5. Computational Efficiency and Deployment
FourCropNet is engineered for practical inference speed and memory efficiency:
- Model size is ≈26 MB, suitable for deployment on edge devices.
- Inference latency is approximately 25–30 milliseconds per image on mid-range smartphone CPUs, and 7 milliseconds per image on NVIDIA GTX 1080Ti.
- Supports export to TensorFlow-Lite and ONNX formats for compatibility with portable and embedded hardware.
- Batch processing for offline inference on resource-limited GPUs remains feasible.
This computational profile facilitates robust field deployment for near real-time disease diagnosis.

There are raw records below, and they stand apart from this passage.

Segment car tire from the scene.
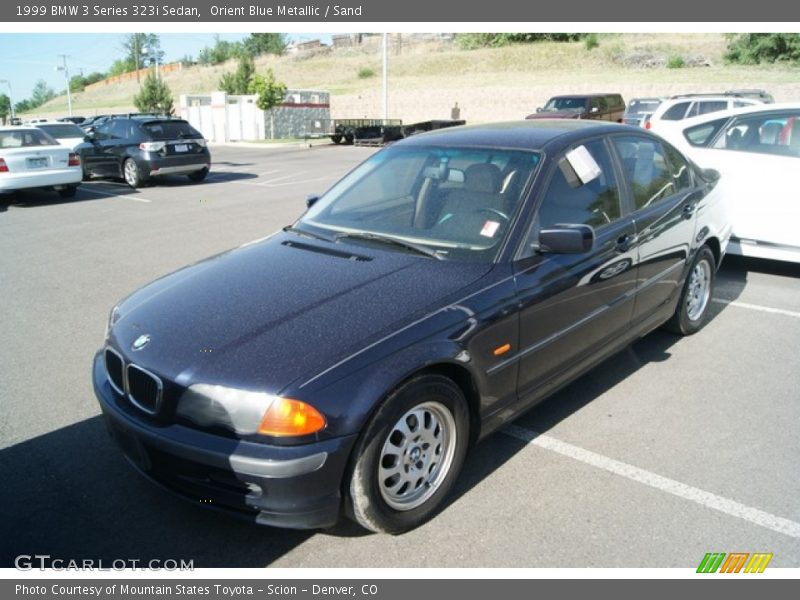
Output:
[58,185,78,198]
[666,246,716,335]
[346,375,469,534]
[187,167,208,183]
[122,158,145,189]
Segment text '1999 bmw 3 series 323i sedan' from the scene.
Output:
[94,121,730,533]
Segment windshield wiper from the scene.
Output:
[283,225,338,242]
[334,231,444,260]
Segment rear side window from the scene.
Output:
[687,100,728,117]
[683,117,728,147]
[0,129,58,148]
[142,121,203,140]
[714,111,800,156]
[110,119,131,139]
[614,136,685,209]
[535,140,620,235]
[661,102,691,121]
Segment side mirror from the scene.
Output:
[539,223,594,254]
[700,169,720,183]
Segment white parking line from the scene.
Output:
[712,298,800,319]
[501,425,800,538]
[80,186,152,203]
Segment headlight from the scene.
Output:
[177,383,325,437]
[103,306,121,339]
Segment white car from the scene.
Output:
[36,123,86,150]
[662,102,800,262]
[0,127,83,198]
[645,92,765,135]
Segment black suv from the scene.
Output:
[525,94,625,123]
[75,114,211,188]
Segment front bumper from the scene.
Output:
[93,353,356,529]
[142,152,211,177]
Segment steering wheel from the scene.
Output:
[475,207,510,222]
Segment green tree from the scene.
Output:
[248,69,286,138]
[108,58,136,77]
[725,33,800,65]
[30,79,56,108]
[133,73,173,115]
[0,94,11,123]
[122,33,164,71]
[252,69,286,110]
[243,33,286,57]
[219,56,256,95]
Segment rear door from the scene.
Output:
[515,139,636,403]
[613,135,703,327]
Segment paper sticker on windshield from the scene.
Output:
[565,146,602,183]
[481,221,500,237]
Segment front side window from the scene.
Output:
[614,136,685,209]
[535,140,620,229]
[297,146,540,262]
[661,102,691,121]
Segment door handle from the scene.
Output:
[616,233,636,252]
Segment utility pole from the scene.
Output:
[0,79,17,120]
[383,33,389,120]
[56,54,72,117]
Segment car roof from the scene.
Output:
[396,119,641,150]
[682,102,800,130]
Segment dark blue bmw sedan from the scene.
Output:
[94,121,730,533]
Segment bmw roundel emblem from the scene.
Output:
[131,334,150,350]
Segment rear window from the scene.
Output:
[142,121,203,140]
[0,129,58,148]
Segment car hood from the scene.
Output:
[109,232,490,393]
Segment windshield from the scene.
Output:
[542,96,586,112]
[297,146,540,262]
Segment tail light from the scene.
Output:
[139,142,167,152]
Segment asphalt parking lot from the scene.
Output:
[0,145,800,568]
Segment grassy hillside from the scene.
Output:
[24,34,800,122]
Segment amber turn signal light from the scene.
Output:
[258,398,325,437]
[492,344,511,356]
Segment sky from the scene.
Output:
[0,32,330,103]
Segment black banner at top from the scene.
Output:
[0,0,800,22]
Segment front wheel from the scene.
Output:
[348,375,469,533]
[666,246,716,335]
[122,158,144,189]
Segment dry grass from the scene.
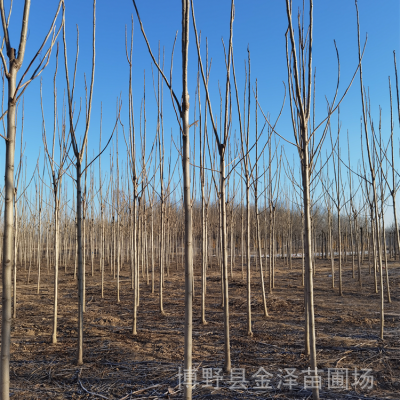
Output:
[3,257,400,400]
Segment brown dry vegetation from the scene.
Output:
[3,257,400,400]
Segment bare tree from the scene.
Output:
[0,0,63,394]
[63,0,96,365]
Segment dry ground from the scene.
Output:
[1,257,400,400]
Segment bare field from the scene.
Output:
[3,257,400,400]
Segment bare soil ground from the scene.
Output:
[3,257,400,400]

6. Applications in Precision Agriculture
FourCropNet's application scope includes:
- Real-time in-field disease scanning via smartphone or drone-mounted cameras.
- Automated alerting to enable rapid intervention and early outbreak containment.
- Integration with farm management platforms for geo-tagged disease mapping, supporting spatial crop health analytics.
These features enable timely and precise diagnosis, reducing yield loss, unnecessary pesticide application, and improving sustainability in multi-crop agricultural contexts. The architecture is also adaptable to new crop classes via fine-tuning on augmented or novel leaf image datasets, supporting extensibility in changing agricultural environments.
7. Significance and Impact
FourCropNet provides a scalable framework for multi-crop disease detection with accuracy exceeding 95% on complex (15-class) tasks while remaining viable for edge-based deployment (Khandagale et al., 11 Mar 2025). The synthesis of residual and attention-based feature learning within a lightweight parameter and FLOP budget exemplifies advances in practical deep learning for digital agriculture. Its empirical superiority over contemporary models and adaptation to mobile inference workflows addresses key challenges in precision agriculture, contributing to improved crop health monitoring and management.